Gateway Gazette

Infrastructure Funding Model at the Centre of Provincial Budget

(Edmonton) – Thursday’s provincial budget announcement was met with cautious optimism by Alberta’s urban municipalities.

The infrastructure investments are welcome news given that the declining state of municipally owned public infrastructure is reaching a crisis point. Significant investment from all levels of government is required to address the $26 billion dollar municipal infrastructure deficit in water and wastewater facilities, public transit and roads, emergency services, and recreation.

Roughly 85 per cent of Alberta’s population lives in urban municipalities and relies on this infrastructure every day. While municipalities are responsible for more than 60 per cent of Alberta’s public infrastructure, they collect only 10 cents from every tax dollar paid, with the balance going to federal and provincial governments. Alberta’s cities, towns, villages and summer villages do not have the funds available to rebuild infrastructure on their own and are heavily reliant on federal and provincial grants which were often decreased over the past 10 years or did not keep pace with the growth in communities. Municipal property taxes cannot provide the level of funding our communities need to address growth and aging facilities.

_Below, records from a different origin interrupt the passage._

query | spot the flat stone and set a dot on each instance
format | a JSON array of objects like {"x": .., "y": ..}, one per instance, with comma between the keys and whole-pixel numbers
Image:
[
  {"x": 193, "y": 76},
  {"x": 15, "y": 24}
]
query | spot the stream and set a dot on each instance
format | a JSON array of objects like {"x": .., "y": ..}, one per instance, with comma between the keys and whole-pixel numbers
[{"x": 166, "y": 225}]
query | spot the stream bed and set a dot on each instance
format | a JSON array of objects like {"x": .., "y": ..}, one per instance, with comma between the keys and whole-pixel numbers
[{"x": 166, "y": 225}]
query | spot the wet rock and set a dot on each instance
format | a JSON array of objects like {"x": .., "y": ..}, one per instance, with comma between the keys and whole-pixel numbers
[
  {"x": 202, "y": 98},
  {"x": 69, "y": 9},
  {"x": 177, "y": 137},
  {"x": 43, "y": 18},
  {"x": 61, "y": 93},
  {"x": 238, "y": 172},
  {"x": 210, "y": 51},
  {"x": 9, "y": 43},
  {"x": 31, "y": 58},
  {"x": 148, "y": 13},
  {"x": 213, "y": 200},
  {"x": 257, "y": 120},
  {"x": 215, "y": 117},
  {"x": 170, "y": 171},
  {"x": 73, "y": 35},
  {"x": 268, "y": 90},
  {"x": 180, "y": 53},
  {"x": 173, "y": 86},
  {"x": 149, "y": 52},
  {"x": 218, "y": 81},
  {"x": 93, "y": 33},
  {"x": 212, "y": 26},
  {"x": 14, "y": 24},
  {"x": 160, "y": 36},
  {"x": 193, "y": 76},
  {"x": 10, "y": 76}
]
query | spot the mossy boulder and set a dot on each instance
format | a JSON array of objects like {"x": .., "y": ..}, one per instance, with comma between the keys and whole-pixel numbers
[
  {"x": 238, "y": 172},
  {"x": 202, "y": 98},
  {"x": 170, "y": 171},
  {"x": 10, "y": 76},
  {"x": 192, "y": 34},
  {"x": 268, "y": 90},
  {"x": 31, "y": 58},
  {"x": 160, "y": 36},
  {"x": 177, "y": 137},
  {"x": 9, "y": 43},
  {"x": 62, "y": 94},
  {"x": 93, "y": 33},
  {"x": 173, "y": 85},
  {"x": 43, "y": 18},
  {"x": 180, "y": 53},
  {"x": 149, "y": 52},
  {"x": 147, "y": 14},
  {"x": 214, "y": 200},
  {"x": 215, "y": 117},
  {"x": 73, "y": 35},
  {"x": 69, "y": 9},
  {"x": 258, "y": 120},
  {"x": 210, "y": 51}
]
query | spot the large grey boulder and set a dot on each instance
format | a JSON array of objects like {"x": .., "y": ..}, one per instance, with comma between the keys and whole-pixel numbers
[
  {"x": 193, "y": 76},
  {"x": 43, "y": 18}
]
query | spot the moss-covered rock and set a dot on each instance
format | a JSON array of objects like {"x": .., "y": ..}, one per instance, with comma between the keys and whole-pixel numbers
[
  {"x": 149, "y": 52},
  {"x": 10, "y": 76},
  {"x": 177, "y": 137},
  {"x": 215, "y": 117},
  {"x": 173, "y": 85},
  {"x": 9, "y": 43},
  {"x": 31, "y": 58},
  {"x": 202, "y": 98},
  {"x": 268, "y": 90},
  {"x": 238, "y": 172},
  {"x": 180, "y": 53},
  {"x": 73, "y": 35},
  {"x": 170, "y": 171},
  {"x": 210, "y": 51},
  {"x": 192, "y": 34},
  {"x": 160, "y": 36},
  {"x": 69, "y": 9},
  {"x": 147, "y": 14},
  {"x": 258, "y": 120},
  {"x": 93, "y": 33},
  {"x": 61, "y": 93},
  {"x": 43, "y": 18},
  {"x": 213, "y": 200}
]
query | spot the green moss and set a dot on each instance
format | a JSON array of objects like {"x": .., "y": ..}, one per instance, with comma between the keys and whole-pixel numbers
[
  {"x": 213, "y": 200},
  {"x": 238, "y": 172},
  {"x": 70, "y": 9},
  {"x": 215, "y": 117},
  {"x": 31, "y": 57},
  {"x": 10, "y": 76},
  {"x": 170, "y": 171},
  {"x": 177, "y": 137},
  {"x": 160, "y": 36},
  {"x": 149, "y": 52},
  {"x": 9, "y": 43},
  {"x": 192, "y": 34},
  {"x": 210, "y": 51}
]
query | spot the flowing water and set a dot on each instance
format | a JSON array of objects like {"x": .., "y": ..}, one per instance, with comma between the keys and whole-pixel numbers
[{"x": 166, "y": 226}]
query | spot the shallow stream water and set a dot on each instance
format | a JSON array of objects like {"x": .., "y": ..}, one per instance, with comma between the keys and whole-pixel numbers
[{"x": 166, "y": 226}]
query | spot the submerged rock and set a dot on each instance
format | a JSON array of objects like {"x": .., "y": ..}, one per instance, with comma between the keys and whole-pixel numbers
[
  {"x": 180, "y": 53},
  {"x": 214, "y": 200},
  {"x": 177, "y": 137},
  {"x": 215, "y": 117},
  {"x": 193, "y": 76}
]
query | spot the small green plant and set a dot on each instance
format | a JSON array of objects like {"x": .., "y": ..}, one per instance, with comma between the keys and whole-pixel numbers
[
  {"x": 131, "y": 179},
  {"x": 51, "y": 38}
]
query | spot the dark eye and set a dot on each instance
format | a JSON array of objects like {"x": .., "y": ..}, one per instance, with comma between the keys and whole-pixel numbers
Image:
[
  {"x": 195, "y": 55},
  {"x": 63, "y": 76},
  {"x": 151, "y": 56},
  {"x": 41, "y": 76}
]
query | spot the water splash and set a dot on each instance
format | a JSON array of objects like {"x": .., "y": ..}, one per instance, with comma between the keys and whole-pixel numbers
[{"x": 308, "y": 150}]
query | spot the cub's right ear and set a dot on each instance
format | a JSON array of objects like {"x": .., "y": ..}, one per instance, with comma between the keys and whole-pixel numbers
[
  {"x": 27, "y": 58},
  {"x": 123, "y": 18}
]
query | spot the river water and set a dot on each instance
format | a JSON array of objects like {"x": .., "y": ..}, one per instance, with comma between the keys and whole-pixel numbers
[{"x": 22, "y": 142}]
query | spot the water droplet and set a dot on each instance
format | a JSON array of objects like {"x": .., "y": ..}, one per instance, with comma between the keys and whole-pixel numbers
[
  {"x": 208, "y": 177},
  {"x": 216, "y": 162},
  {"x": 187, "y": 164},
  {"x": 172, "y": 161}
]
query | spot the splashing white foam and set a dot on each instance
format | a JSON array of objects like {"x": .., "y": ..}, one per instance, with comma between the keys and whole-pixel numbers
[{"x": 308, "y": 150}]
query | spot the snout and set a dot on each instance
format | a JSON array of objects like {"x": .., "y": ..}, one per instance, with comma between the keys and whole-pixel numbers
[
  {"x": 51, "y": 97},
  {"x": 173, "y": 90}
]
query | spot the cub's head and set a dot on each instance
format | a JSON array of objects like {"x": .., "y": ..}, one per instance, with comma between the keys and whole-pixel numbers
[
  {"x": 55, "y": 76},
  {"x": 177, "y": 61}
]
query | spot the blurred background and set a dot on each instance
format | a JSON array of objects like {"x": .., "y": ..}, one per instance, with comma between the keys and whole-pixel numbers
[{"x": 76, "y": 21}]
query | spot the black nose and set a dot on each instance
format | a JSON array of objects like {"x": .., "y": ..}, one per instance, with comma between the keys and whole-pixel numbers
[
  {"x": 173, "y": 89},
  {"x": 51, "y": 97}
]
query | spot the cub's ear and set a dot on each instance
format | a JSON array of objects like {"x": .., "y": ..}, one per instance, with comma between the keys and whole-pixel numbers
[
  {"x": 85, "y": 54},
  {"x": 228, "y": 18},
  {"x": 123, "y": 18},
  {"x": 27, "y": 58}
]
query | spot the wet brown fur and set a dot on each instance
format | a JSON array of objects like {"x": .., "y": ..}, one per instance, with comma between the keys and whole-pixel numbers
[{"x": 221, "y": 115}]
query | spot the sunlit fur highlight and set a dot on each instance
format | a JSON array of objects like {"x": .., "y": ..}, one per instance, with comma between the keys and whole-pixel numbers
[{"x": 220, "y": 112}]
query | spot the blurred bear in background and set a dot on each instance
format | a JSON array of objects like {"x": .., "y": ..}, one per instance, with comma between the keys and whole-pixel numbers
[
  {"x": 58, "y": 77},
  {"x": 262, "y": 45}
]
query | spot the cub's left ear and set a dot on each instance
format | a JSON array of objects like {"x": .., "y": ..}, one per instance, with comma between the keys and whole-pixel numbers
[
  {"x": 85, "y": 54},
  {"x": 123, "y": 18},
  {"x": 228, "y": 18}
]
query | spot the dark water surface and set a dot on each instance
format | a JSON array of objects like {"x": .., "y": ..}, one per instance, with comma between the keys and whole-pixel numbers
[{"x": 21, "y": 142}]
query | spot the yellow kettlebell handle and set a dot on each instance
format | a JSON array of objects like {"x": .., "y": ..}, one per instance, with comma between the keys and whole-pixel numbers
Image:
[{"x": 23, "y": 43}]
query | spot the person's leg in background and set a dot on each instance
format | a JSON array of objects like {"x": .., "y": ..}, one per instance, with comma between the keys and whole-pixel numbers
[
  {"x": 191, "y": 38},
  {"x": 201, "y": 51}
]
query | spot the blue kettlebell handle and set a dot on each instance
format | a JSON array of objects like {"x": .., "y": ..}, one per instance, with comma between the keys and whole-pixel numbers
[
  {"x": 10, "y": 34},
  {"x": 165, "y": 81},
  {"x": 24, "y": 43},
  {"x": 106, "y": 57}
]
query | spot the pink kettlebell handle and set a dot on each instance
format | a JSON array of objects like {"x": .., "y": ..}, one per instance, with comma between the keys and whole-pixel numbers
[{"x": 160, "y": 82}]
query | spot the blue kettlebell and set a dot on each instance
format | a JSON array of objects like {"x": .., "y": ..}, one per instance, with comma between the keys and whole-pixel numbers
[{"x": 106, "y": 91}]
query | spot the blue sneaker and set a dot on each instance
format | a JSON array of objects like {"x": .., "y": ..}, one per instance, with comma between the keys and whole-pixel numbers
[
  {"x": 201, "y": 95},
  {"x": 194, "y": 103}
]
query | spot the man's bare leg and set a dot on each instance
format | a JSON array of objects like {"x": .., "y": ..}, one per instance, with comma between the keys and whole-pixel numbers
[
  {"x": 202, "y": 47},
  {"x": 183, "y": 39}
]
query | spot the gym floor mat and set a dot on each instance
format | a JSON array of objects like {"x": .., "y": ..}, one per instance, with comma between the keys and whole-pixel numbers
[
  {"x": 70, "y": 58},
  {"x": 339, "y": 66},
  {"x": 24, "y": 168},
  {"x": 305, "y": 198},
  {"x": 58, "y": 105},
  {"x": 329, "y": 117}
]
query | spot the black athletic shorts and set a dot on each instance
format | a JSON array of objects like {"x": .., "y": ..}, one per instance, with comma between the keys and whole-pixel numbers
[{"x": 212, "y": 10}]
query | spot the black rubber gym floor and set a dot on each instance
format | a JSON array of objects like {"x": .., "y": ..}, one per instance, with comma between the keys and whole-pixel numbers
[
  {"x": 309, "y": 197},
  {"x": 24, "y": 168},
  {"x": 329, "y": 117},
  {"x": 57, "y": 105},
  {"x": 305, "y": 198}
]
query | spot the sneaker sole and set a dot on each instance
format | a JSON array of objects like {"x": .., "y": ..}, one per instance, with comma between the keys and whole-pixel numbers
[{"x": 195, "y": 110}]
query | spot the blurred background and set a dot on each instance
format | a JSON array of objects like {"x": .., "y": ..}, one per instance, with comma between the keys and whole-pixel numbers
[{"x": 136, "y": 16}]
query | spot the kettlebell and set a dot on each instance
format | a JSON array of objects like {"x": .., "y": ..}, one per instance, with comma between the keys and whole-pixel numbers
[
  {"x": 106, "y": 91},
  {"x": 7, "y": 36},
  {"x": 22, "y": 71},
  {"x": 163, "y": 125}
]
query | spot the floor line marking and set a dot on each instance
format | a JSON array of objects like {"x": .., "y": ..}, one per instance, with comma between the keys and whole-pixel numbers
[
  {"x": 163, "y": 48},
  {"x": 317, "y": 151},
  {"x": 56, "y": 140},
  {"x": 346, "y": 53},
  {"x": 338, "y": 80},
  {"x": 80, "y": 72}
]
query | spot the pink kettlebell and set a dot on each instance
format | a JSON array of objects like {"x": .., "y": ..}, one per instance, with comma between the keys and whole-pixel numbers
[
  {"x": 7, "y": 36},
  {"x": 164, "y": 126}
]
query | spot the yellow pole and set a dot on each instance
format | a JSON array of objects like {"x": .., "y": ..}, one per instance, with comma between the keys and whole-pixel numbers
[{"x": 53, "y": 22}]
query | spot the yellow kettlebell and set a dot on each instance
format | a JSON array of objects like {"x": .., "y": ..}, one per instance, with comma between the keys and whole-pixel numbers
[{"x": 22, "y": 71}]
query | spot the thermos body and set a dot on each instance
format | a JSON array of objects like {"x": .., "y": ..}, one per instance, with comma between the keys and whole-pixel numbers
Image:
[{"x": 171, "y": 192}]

Municipalities appreciate the public infrastructure investments as there is a great need for new schools and health care facilities in our communities. However, only allocating 26 per cent of the total public infrastructure budget to municipalities, who own 60 per cent of public infrastructure, will not provide a long-term solution to the deficit. Although the province indicates the Budget 2017 provides a 43 per cent increase in municipal infrastructure, much of this funding relates to federal programs. The majority of core provincial programs have remained the same or decreased from 2016.

For example, the Municipal Sustainability Initiative (MSI), brought in by the previous government in 2007 to help fund municipal infrastructure projects, officially expires at the end of this month. The province’s decision to maintain the MSI capital funding for another year at the current level of $846 million is helpful but does not provide a long-term solution given the $6,300 per capita infrastructure deficit in Alberta, which far exceeds the national per capita deficit of $4,000. “The $4 billion shortfall in MSI over the life of the program is troubling to our municipalities since during this time the province collected more than $24 billion in tax revenue,” says AUMA President Lisa Holmes. “Many communities borrowed against the promised amount and are left with expensive interest payments and funding gaps. We need to fundamentally change the municipal funding model so that the MSI shortfall is resolved and a new approach to municipal funding is created.”

AUMA is concerned that the province is measuring the sufficiency of its investments by comparing us to other provinces rather than by addressing the imbalance between provincial and municipal investments within our own province. “Comparing Alberta’s spending to other provinces who have not experienced our growth rates is like comparing the Rocky Mountains to a hill,” says Holmes.

AUMA has provided the Minister of Municipal Affairs with some suggested approaches on a new funding model. In the recent changes to the Municipal Government Act, the province added a requirement for municipalities to provide three-year operating and five-year capital plans. “Long-term planning is vital; however, it is very challenging to develop accurate plans when the amount of provincial grants change without notice each year,” adds Holmes. “We are committed to working with government to develop a new and better model that delivers sustainable and predictable infrastructure funding for years to come.” In the interim, we know that the province is doing its best to meet most of its commitments for core provincial funding in the short term.

Front line policing resources and vacancy rates continue to be one of the top issues for our local communities, especially those in rural Alberta. As Alberta’s crime rates greatly exceed the national averages, municipalities were pleased that the budget provides increased resources for the court system.

“This is an important first step as it ensures that offenders can be prosecuted for their crimes rather than letting them walk away without consequence when the court proceedings exceed the 18 month time period,” says Holmes. “A top priority for the next budget is to increase the front line policing resources and fill needed positions,” adds Holmes. While municipal policing costs continue to rise, the per capita amount that the province contributes through its Municipal Policing Assistance Grant has remained unchanged for over five years. This is challenging considering that across Canada, municipalities pay more than 60 per cent of policing costs and are dealing with significant growth pressures.

Municipalities remain concerned about the financial impact of the carbon levy and the province’s apparent unwillingness to follow the approach in British Columbia and provide a rebate to municipalities. “It is critical that the province provides a municipal rebate and ensures a portion of the carbon levy is dedicated to supporting communities whose economies are transitioning to low carbon economic activities,” says Holmes.

Municipalities appreciate that the province is investing in much needed social programs to support Albertans in need. This includes maintaining the FCSS investment, addressing homelessness and responding to the recommendations to improve our mental health and addictions system. These investments are important to the quality of life of citizens and make a difference in the overall health of our communities.

The success of the province is unquestionably linked to the success of Alberta’s urban municipalities. It will require a strong partnership between all three levels of government to ensure that the local communities Albertans call home are great places to live, work, and play.